Discovered by FutureSearch researcher Callum McMahon, a supply chain attack against LiteLLM on PyPI resulted in over 40 thousand downloads of a compromised version that installed a malicious payload capable of harvesting and exfiltrating sensitive information. LiteLLM is downloaded roughly 3 million times per day.
As Andrej Karpathy noted on X, the malware was capable of exfiltrating SSL and SSH keys, Cloud provider credentials, Kubernetes configurations, Git credentials, API keys, shell history, crypto wallets, and many other kinds of secrets.
As McMahon explains, the attack affected the litellm 1.82.8 package:
It started with my machine stuttering hard, something that really shouldn't be happening on a 48GB Mac. htop taking 10s of seconds to load, CPU pegged at 100%, all signs I'll be working on my local env for a while… After failing to software reset my Mac, I took a final picture for evidence and hard reset.
After promptly reporting the compromised package to the PyPI security team and the LiteLLM maintainers, the affected package was quarantined within approximately 40 minutes.

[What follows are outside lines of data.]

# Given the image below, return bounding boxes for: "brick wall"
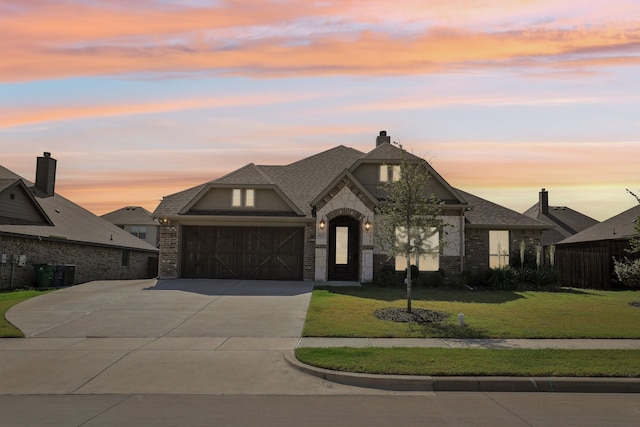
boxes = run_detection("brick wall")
[302,222,316,280]
[0,236,158,289]
[464,228,489,271]
[158,224,180,279]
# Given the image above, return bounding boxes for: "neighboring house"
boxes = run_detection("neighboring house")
[153,131,549,282]
[0,153,158,288]
[556,205,640,289]
[101,206,160,247]
[524,188,598,246]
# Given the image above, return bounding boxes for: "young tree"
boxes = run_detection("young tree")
[627,189,640,254]
[374,144,442,313]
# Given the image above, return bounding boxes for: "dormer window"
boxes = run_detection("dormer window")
[380,165,400,182]
[231,188,255,208]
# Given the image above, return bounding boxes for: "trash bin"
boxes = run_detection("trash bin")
[33,264,55,288]
[52,265,64,288]
[62,264,76,286]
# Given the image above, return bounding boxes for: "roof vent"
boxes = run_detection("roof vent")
[538,188,549,215]
[376,130,391,147]
[36,152,57,197]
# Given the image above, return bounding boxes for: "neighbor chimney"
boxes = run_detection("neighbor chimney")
[539,188,549,215]
[376,130,391,147]
[36,153,57,197]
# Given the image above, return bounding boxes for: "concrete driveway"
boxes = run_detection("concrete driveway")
[0,279,396,394]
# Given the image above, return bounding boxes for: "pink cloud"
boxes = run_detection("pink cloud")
[0,1,640,81]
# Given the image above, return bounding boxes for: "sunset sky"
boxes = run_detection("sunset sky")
[0,0,640,221]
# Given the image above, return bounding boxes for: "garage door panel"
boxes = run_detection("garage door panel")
[182,226,304,280]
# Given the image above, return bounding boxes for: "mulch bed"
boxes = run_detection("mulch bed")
[373,307,449,323]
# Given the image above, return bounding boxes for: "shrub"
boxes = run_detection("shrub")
[416,269,444,288]
[489,266,518,290]
[613,258,640,288]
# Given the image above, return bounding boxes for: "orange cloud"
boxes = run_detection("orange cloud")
[0,1,640,82]
[0,94,326,129]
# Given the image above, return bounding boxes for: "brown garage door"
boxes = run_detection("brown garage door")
[182,226,304,280]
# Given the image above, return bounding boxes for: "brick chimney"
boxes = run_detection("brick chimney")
[36,152,57,197]
[376,130,391,147]
[538,188,549,215]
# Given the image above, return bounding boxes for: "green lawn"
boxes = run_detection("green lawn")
[0,291,49,338]
[303,287,640,338]
[296,347,640,377]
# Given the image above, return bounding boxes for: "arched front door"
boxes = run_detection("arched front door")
[328,216,360,281]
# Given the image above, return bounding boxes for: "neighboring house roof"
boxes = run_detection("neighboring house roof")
[101,206,160,226]
[458,190,551,230]
[523,189,598,245]
[558,205,640,245]
[0,166,157,252]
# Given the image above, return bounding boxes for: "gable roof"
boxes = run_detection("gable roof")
[153,142,551,234]
[0,170,53,225]
[153,145,363,217]
[558,205,640,245]
[350,142,467,205]
[523,203,598,245]
[310,170,378,210]
[101,206,160,226]
[0,166,158,252]
[458,190,551,230]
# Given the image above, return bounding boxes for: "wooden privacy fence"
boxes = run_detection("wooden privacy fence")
[555,240,629,289]
[556,251,613,289]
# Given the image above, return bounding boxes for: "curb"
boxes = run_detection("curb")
[284,351,640,393]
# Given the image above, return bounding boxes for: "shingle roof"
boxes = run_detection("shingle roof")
[524,203,598,245]
[558,205,640,245]
[102,206,160,226]
[458,190,550,229]
[153,143,549,229]
[362,143,422,161]
[211,163,273,185]
[153,145,363,217]
[0,166,157,252]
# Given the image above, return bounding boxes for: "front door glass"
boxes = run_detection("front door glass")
[335,226,349,265]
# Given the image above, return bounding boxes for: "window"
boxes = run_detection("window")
[396,227,440,271]
[231,188,256,208]
[122,249,131,267]
[231,188,242,206]
[489,230,509,268]
[380,165,400,182]
[131,225,147,240]
[244,188,254,207]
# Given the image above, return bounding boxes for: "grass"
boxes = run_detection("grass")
[303,287,640,339]
[296,348,640,377]
[0,290,49,338]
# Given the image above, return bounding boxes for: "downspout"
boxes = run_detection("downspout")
[460,208,466,273]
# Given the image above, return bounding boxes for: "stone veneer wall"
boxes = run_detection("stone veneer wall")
[0,236,158,289]
[158,224,180,279]
[465,228,542,271]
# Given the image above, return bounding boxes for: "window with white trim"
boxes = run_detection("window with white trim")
[489,230,509,268]
[379,165,400,182]
[231,188,256,208]
[395,227,440,271]
[131,225,147,240]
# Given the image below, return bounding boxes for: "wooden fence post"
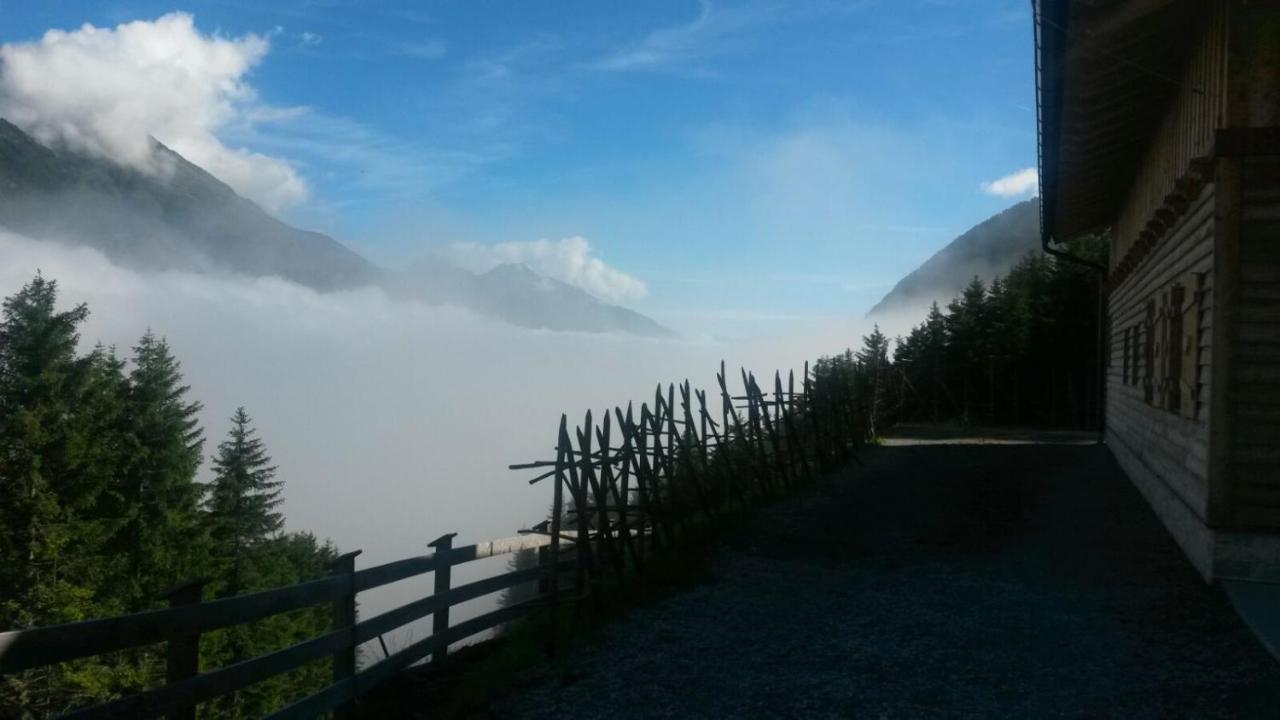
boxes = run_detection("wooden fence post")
[544,413,568,657]
[160,578,209,720]
[329,550,361,720]
[428,533,458,665]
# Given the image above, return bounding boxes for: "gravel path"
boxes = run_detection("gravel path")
[499,427,1280,720]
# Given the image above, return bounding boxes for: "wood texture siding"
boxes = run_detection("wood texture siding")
[1111,0,1228,264]
[1107,186,1215,521]
[1228,156,1280,529]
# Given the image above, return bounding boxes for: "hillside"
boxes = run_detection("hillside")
[0,118,671,336]
[868,197,1039,316]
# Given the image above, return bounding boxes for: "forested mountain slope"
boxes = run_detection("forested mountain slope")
[0,118,672,336]
[868,197,1039,315]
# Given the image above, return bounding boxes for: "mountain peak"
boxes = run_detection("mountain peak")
[867,197,1039,315]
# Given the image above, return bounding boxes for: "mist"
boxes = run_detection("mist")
[0,231,901,638]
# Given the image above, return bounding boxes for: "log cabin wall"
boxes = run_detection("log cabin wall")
[1111,0,1229,268]
[1106,184,1216,578]
[1226,156,1280,530]
[1107,0,1280,580]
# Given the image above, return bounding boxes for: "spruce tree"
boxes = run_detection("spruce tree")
[855,324,890,437]
[115,331,205,609]
[206,407,284,597]
[0,274,123,717]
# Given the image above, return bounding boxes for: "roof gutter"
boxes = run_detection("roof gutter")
[1032,0,1107,274]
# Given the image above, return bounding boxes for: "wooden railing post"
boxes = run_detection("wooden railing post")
[329,550,360,720]
[160,578,209,720]
[428,533,458,664]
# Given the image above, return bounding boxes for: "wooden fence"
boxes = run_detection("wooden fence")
[0,361,865,719]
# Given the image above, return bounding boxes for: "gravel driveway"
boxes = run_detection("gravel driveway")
[495,427,1280,720]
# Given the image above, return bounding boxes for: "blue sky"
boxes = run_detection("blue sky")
[0,0,1036,334]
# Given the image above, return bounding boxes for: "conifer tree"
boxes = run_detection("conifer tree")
[855,324,890,437]
[0,274,131,717]
[115,331,205,609]
[206,407,284,597]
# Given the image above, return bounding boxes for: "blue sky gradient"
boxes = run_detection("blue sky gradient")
[0,0,1036,334]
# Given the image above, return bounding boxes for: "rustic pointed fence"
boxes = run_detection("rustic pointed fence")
[0,360,865,719]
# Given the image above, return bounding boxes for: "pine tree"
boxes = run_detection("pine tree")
[855,324,890,437]
[206,407,284,597]
[115,331,205,610]
[0,274,131,717]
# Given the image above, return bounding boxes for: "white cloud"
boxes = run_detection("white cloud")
[0,13,307,210]
[448,236,649,302]
[982,168,1039,197]
[595,0,712,70]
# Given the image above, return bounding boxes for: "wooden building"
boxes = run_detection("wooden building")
[1034,0,1280,580]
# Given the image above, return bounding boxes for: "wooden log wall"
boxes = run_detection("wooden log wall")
[1111,0,1228,268]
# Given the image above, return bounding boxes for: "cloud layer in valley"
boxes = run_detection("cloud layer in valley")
[982,168,1039,197]
[0,229,890,632]
[0,13,307,211]
[447,236,648,302]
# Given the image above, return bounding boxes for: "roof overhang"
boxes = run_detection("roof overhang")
[1033,0,1198,246]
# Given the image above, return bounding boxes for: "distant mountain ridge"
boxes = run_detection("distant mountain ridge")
[0,118,672,336]
[868,197,1039,316]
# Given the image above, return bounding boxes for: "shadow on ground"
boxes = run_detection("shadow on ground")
[493,428,1280,720]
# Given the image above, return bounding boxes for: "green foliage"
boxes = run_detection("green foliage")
[0,274,337,717]
[893,238,1106,428]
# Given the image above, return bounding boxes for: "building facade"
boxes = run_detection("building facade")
[1036,0,1280,582]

However, the risk extended further, as any packages depending on litellm version 1.82.8 was also indirectly compromised.
According to McMahon, all it took for his system to be compromised was launching a local MCP server through Cursor. This triggered the download of the latest LiteLLM package, which happened to have been compromised just minutes earlier. However, a flaw in the implementation of the malware itself caused the LiteLLM process to recursively fork, eventually bringing McMahon’s system to a complete halt:
The
.pthlauncher spawns a child Python process viasubprocess.Popen, but because.pthfiles trigger on every interpreter startup, the child re-triggers the same.pth— creating an exponential fork bomb that crashed the machine.

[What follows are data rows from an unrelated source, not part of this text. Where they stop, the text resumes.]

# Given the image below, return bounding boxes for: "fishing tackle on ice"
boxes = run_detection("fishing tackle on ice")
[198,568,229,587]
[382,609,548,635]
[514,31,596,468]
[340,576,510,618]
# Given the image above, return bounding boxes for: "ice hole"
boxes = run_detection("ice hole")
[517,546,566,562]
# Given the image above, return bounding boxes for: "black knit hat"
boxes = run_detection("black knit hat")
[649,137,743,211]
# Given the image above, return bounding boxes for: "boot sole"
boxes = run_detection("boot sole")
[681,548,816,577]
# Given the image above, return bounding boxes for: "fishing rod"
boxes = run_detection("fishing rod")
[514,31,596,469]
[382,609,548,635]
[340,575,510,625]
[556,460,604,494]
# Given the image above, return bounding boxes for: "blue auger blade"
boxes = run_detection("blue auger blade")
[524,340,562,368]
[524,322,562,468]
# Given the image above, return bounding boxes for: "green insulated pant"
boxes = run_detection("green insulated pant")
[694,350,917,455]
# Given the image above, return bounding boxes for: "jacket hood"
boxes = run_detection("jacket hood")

Without this mistake in the implementation, the malware would have gone unnoticed for much longer and caused much greater damage, noted Karpathy.

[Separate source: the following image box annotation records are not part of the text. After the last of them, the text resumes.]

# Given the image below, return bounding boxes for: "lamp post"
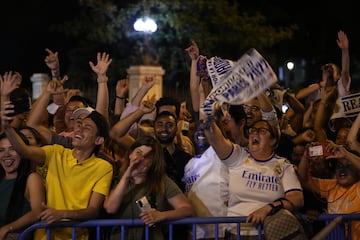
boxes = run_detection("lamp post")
[286,61,295,88]
[127,14,165,112]
[134,17,157,65]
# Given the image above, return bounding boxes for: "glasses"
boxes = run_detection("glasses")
[243,105,260,112]
[248,127,270,135]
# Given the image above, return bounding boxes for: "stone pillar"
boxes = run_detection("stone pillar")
[127,65,165,119]
[30,73,50,100]
[127,65,165,99]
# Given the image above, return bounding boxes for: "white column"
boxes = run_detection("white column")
[30,73,50,100]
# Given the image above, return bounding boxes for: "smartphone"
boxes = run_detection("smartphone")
[7,97,31,117]
[308,143,332,158]
[135,196,151,211]
[135,196,155,227]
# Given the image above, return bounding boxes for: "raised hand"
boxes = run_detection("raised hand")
[185,41,200,60]
[45,48,59,70]
[0,71,21,97]
[141,75,156,89]
[89,52,112,77]
[115,78,129,97]
[139,94,156,114]
[336,31,349,49]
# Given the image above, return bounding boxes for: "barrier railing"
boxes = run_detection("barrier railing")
[19,214,360,240]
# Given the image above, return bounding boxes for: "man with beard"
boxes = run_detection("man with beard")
[154,111,192,191]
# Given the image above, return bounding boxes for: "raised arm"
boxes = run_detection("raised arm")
[314,86,337,142]
[298,145,320,194]
[114,78,129,116]
[1,105,45,165]
[89,52,112,121]
[326,142,360,172]
[346,114,360,153]
[110,96,156,141]
[336,31,350,93]
[26,80,65,143]
[201,116,233,160]
[185,41,200,112]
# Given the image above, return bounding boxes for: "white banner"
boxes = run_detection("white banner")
[200,48,277,115]
[330,93,360,131]
[206,57,234,86]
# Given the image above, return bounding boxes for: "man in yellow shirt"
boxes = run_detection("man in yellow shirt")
[2,108,113,240]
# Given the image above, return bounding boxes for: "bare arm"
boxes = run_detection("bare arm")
[204,116,233,160]
[89,52,112,120]
[185,41,200,112]
[40,192,105,224]
[1,101,46,165]
[114,79,129,116]
[285,94,305,132]
[314,86,337,142]
[131,76,156,106]
[346,114,360,153]
[0,173,45,238]
[110,96,156,141]
[295,84,320,99]
[336,31,350,92]
[326,142,360,171]
[140,193,194,224]
[298,146,320,194]
[26,79,66,143]
[104,165,133,214]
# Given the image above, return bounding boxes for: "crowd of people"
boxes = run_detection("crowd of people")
[0,31,360,240]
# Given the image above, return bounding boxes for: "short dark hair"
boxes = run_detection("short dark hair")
[68,95,89,107]
[154,111,177,124]
[155,97,181,118]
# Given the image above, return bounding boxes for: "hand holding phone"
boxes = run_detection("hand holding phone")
[308,143,332,158]
[135,196,155,227]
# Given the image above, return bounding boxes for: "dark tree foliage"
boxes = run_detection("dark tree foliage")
[48,0,297,95]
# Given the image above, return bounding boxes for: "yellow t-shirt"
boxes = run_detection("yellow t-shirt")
[315,178,360,240]
[35,144,113,240]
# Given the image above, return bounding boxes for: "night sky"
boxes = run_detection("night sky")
[0,0,360,90]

Point Wild, provider of AI-powered cybersecurity, has open-sourced a dependency scanner to help developers assess the impact on their dependencies. The tool, who-touched-my-packages (wtmp), combines behavioral analysis and AI-driven detection to flag zero-day supply-chain threats, going beyond the coverage offered by conventional vulnerability checkers.
FutureSearch released a litellm-checker tool to help package maintainers determine whether their projects were impacted by the supply chain attack.
The LiteLLM team reported that the supply chain attack was enabled by a vulnerability in Trivy, allowing attackers to gain unauthorized access to the LiteLLM publishing pipeline.
For additional details on the supply chain attack and the malicious payload deployed by the malware, see McMahon's original post and Snyk's detailed analysis.